The criminal case in a Jerusalem court against what was ballyhooed as a major ring of forgers and forgery dealers has now had its third birthday. And it is about to reach a climax of sorts.
The indictment lists 124 witnesses. So far, the prosecution has called only about 70, but has indicated that it will rest after a few more witnesses.
That will trigger a critical point in the trial. The remaining defendants will almost certainly file a motion to dismiss the indictment on the ground that the government has failed to make even a prima facie case; if the judge agrees, there would be no need for the defendants to put on their case.
The one to watch is defendant Robert Deutsch.
The 27-page indictment charges five defendants, in various combinations, with either forgery or conspiring to sell artifacts they knew to be forgeries. Among the defendants is Robert Deutsch, one of Israel’s leading antiquities dealers. Other defendants included a former chief conservator at the Israel Museum, Rafi Braun (or Brown); antiquities dealer Shlomo (“Momi”) Cohen; a Palestinian worker named Faiz El-Amlah; and antiquities collector Oded Golan.
Two defendants (Braun and Cohen) have been dismissed; the charges were simply dropped. The government induced a third defendant (El-Amlah) to plead guilty to a minor charge that had nothing to do with forgery; in exchange for leniency; he received a fine. So he, too, is out of the case.
That leaves two defendants left in the case—Robert Deutsch and Oded Golan. Deutsch may be the more interesting. A Romanian immigrant to Israel, Deutsch is a successful antiquities dealer with shops in some of the most exclusive hotels and areas of Tel Aviv. But Deutsch is—or, at least before this case, was—also a respected scholar. He has written a bundle of books on seals and inscriptions, some with highly regarded Haifa University professor Michael Heltzer and another with internationally renowned Sorbonne scholar André Lemaire. Deutsch himself taught at Haifa University—at least he did before this case. He is also an archaeologist. He served as an area supervisor in the excavation of Megiddo—before this case. In short, this case has been devastating for Deutsch. In many ways, it has destroyed his life.
According to observers of the trial, in three years the government has really produced no evidence against Deutsch. Or has it? We may soon know.

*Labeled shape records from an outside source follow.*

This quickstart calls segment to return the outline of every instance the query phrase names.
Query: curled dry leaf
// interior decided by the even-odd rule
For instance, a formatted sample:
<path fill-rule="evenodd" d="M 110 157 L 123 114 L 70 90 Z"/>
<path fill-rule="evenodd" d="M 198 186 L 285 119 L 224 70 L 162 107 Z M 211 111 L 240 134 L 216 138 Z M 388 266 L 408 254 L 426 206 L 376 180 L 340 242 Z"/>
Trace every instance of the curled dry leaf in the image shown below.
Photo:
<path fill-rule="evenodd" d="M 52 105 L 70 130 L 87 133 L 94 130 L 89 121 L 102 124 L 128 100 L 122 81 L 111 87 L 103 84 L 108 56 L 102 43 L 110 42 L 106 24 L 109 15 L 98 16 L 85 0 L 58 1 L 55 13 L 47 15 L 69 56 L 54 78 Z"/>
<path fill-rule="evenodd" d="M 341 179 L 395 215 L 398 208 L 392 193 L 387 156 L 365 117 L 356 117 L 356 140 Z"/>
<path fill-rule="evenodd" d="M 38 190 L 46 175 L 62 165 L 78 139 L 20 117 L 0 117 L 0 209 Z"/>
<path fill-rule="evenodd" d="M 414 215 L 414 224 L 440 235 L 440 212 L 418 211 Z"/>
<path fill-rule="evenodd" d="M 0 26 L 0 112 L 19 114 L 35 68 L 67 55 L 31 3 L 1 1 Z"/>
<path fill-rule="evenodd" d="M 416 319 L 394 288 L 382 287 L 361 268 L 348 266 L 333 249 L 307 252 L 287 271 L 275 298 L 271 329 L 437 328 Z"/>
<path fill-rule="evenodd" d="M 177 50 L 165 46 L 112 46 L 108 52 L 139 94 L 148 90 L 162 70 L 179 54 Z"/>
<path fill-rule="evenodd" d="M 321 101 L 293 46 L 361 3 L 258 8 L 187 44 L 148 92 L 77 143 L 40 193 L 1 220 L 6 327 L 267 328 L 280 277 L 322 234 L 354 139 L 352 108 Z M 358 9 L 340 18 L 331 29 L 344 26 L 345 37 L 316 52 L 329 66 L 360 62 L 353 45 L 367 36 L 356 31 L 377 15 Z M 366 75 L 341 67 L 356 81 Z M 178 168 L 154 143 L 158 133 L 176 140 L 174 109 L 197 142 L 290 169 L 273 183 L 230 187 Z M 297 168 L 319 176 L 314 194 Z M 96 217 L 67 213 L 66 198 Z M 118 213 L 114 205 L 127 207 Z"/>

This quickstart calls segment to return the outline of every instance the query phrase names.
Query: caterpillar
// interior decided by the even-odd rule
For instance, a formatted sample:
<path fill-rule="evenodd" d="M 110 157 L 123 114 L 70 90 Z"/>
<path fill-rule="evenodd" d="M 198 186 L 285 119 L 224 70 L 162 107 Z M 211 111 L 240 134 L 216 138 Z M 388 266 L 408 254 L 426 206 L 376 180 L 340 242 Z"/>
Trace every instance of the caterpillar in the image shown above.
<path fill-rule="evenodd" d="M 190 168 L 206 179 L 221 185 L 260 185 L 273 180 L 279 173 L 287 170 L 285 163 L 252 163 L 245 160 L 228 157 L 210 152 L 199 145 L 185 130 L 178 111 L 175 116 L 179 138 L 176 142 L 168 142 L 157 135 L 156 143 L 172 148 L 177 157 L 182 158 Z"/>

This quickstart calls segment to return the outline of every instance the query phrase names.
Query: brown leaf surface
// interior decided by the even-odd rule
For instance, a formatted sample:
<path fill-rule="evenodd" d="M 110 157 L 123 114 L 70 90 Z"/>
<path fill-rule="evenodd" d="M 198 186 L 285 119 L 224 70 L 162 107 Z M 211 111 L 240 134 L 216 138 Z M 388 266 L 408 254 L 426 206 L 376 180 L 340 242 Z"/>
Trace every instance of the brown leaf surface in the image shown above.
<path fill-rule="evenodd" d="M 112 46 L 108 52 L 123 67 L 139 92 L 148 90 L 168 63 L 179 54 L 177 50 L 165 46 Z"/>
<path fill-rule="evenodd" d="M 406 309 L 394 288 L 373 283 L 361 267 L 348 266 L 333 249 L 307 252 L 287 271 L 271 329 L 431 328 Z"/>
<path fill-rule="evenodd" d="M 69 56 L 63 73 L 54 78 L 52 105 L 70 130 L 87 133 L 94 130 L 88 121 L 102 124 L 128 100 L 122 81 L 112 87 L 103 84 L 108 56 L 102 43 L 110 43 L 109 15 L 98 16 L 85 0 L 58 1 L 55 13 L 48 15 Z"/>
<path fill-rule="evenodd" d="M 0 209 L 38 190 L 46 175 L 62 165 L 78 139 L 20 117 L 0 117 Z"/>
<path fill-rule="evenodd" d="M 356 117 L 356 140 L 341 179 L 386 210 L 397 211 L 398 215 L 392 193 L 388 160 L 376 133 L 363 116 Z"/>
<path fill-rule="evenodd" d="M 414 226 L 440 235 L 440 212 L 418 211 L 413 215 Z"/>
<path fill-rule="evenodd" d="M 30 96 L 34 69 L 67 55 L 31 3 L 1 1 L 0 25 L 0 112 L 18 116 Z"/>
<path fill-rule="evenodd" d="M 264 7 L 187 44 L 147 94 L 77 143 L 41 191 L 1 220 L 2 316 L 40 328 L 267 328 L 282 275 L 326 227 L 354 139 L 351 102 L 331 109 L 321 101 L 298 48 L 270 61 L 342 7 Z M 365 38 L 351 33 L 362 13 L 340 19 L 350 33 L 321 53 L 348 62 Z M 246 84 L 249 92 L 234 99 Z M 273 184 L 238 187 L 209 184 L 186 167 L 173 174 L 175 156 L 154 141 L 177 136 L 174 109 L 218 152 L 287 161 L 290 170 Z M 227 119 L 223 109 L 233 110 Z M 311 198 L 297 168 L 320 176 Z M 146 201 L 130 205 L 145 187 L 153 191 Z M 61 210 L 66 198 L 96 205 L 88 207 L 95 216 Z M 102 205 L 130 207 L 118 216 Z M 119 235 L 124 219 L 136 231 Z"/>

The government is said to be two or three weeks away from concluding its case. When that happens, it will be time for motions to dismiss the indictment. The government will then file its opposition to the motions to dismiss. Then we will have a better idea of the case, if any, against Deutsch. If the indictment against him is dismissed, only defendant Oded Golan will be left.
The case against Golan is different. He is charged with actually forging something—the famous ossuary, or bone box, inscribed, “James, son of Joseph, brother of Jesus.” The government claims it found in his apartment forgery instruments and materials to make forgeries, as well as some partially completed forgeries. On the other hand, some very prominent paleographers, including André Lemaire and the highly regarded Israeli paleographer Ada Yardeni, are convinced that the James ossuary is authentic. No expert paleographer has testified otherwise. Normally, the testimony of Lemaire and Yardeni would come as part of the defendants’ case. But, for some strange reason, the government called them as its witnesses. Their testimony that the inscription is authentic would in itself seem sufficient to raise a “reasonable doubt” concerning the government’s allegation that the inscription is a forgery, thus requiring dismissal of the charge.
Experts who have insights into the trial or the alleged forgeries are invited to submit their comments to BAR’s website. This case has been called “the forgery trial of the century.” Why has it taken so long to try? Why is the government failing to call so many of the witnesses listed in the indictment? Are the items charged as forgeries in the indictment authentic or not? What, if anything, lies behind this case; why was it brought?
Did Horace have this case in mind two thousand years ago when he wrote: “Parturient montes, nascetur ridiculus mus”—Mountains are in labor, a ridiculous mouse is born?—H.S.